Whether that will change depends on whether he can make a few plays that catch the coach's eye in practice.
"He needs to be more productive in practice to get more work in the games," Charger Coach Dan Henning said. "He's at a disadvantage because there are two guys who are there at that spot that have been playing there longer than he has. And he just has to make up ground."
Can he do that in time to survive the final two cuts?
"That's what we're here for," Henning said.
Not exactly a vote of confidence, but then again, confidence isn't something that Mills is lacking. Asked if he thinks he'll make the team, he responded: "Yes, I think I'll make the team. There's no reason I can't make the team. As far as talent goes, I've got it. If they have something else in mind, I can play on some other team. I'm not worried about that."
Still, this role of watching rather than participating can get old fast. We're talking about a guy who made 108 total tackles in starting his junior and senior seasons as a Cornhusker. He's not used to standing on the sideline.
"I have yet to feel comfortable with what I'm doing," he said. "Up until that point, I can't show everybody what I really can do."
Seau, the Charger's first-round draft selection from USC, has taken a short leave of absence from San Diego. Steve Feldman, his agent, says Seau is working out twice a day but he won't say where.
As for contract negotiations, Feldman and Charger General Manager Bobby Beathard are scheduled to meet this morning. The Chargers will make what Beathard said may be their final offer. Because Seau has already missed a month of training camp, Beathard feels a sense of urgency to wrap up the negotiations and get Seau on the practice field.
"I think something's got to happen now," Beathard said. "A decision has to be made. I hope that (today) we can get something together that will encourage him to make a decision."
The Chargers plan to move Seau from outside to inside linebacker, which will take time for him to master. Even if Seau signs this week, Beathard said he won't be ready for the regular season opener at Dallas on Sept. 9.
"I think that would be expecting too much," Beathard said. "You lose him for the first part of the season, but I don't know how long."
Feldman says Seau's position hasn't changed; he wants a fair contract, and he wants to play.
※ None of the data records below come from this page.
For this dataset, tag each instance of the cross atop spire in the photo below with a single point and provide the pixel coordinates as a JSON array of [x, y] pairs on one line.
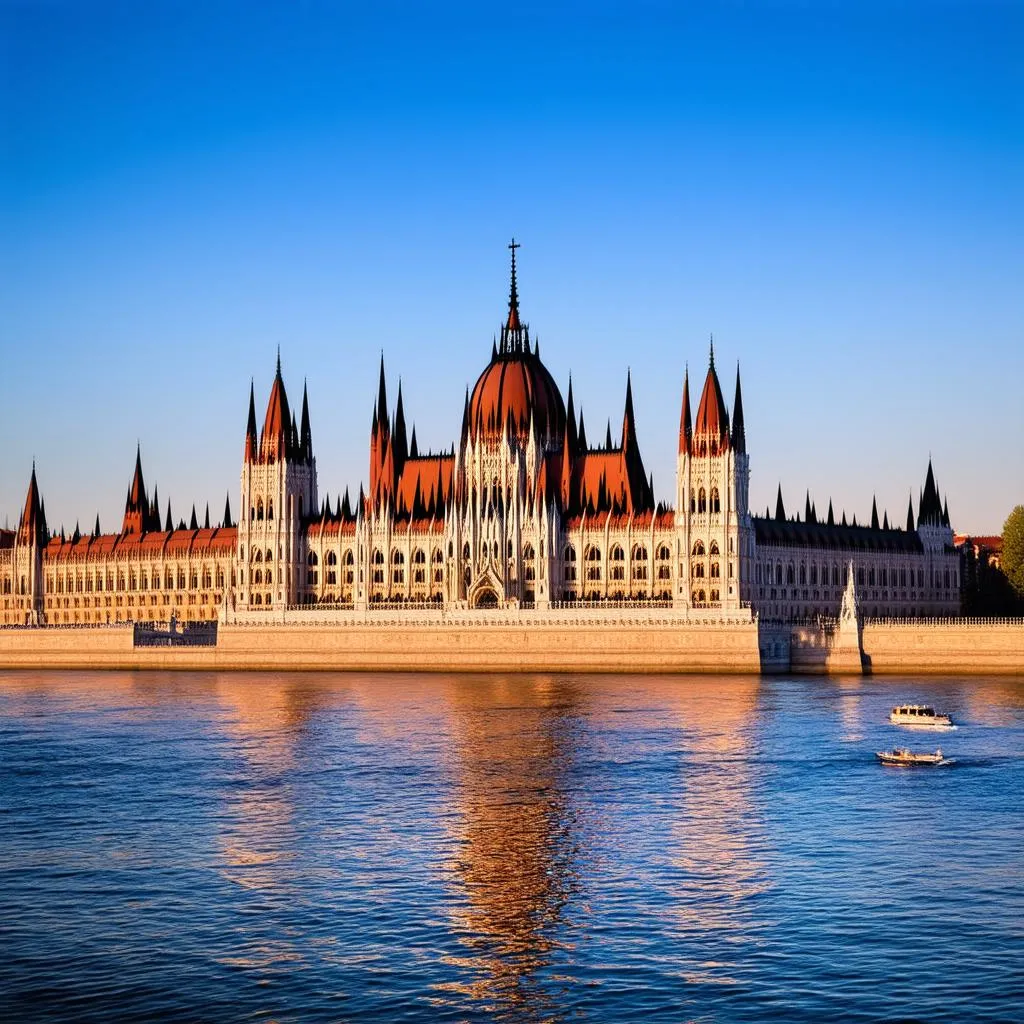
[[513, 321]]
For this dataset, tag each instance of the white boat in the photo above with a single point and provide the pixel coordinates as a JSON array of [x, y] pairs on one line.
[[907, 759], [921, 716]]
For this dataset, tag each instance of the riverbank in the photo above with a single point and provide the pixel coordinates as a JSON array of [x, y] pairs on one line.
[[590, 643]]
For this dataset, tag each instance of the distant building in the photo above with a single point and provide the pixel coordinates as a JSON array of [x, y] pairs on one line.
[[524, 511]]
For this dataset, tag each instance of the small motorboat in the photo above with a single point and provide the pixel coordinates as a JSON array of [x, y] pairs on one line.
[[901, 757], [921, 716]]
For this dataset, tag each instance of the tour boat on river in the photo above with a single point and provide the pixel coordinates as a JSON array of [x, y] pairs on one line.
[[907, 759], [921, 716]]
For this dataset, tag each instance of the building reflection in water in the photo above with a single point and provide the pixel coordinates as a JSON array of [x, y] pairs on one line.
[[718, 836], [516, 837]]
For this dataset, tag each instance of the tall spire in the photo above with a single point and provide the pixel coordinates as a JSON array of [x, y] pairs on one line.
[[382, 399], [629, 426], [252, 442], [513, 321], [306, 439], [685, 423], [738, 434]]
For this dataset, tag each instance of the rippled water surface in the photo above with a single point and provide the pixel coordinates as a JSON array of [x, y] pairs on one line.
[[412, 848]]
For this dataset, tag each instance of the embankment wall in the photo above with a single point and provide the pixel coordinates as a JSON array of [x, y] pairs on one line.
[[962, 647]]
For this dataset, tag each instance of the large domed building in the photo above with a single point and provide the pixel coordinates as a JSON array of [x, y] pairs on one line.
[[522, 512]]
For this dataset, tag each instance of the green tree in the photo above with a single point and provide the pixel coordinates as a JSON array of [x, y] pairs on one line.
[[1013, 549]]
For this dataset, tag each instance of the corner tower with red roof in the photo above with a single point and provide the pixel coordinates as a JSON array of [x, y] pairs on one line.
[[279, 499]]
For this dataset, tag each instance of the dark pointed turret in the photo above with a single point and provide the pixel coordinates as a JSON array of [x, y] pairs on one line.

But Feldman said Seau has decided he will keep a low profile until the deal is done.
Since defensive end Lee Williams walked out of camp for a week at the end of July to protest the Chargers' refusal to renegotiate his contract, the Chargers have renegotiated running back Marion Butts' contract and have reportedly agreed to do so with wide receiver Anthony Miller.
Williams, who has three years remaining on a five-year contract sources say will pay him about $725,000 this season, said he isn't bothered by Butts' or Miller's new contracts.
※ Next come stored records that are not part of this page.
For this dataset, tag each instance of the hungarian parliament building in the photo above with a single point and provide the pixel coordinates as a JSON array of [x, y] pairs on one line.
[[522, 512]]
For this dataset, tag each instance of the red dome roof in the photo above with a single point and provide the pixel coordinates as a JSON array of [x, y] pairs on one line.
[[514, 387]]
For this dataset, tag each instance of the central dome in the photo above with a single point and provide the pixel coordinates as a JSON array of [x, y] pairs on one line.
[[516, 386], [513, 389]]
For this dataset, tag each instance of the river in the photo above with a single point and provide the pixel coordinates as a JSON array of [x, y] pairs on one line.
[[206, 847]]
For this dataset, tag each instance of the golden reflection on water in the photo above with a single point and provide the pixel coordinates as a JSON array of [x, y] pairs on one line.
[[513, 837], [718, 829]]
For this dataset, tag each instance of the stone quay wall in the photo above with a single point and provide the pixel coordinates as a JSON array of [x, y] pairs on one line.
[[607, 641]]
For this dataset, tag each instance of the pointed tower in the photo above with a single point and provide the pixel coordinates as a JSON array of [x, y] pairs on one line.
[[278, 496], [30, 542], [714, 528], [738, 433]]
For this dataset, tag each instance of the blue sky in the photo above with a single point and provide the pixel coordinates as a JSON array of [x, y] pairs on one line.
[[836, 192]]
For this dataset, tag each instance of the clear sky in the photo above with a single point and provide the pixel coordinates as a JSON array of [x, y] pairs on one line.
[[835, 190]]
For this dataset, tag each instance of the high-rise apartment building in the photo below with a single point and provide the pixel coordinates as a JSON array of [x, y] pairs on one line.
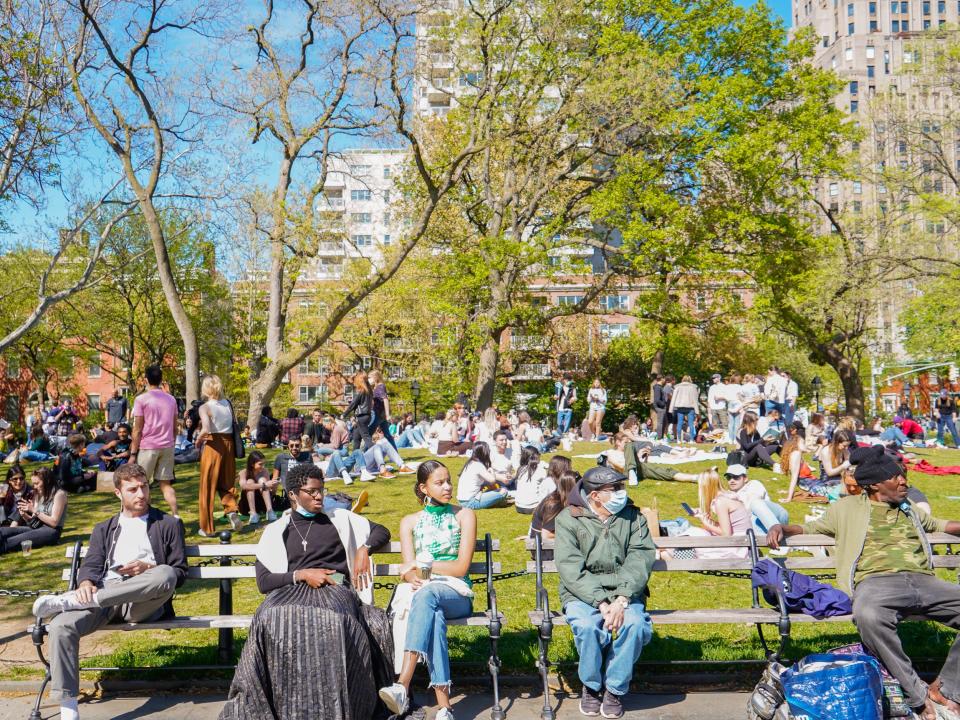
[[873, 46]]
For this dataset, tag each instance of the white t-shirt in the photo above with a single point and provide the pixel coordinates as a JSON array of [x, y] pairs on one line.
[[716, 397], [132, 544], [534, 436], [751, 491], [471, 479], [530, 491]]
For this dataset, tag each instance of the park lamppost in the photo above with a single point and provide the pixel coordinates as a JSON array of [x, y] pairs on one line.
[[415, 394]]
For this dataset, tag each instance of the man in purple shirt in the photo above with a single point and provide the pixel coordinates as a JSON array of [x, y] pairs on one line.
[[154, 435]]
"I think both those players deserve what they get," he said. "It's a totally different situation. I don't concern myself with the finances of other players."
Beathard reiterated the Chargers' position on Williams' contract, saying it would not be rewritten and that it was a completely different situation.
"Lee Williams signed his contract after he had gotten to a point in his career where he was doing well," Beathard said. "These guys (Butts and Miller) are playing up here and being paid down here. It's not as if Lee's in the poor house.
"You can't satisfy everybody. Every time you (rewrite a contract) other players think 'Well, I deserve it too.' That's a matter of evaluation by a player. We have to do things by our own evaluation and not by the agent's. That's the system. I don't think it's fair, but that's the way it is right now."
Tight end Arthur Cox, who sustained a back injury two weeks ago, had a cortisone shot Tuesday. Henning said Cox has an arthritic condition and that it is unknown how long he will be out. He will miss Saturday's game against the 49ers at San Diego Jack Murphy Stadium.
Beathard said the Chargers will consider picking up another tight end if Cox's injury continues to prevent him from practicing.
Cornerback Gill Byrd suffered a groin strain in practice Tuesday but is not expected to miss any practice.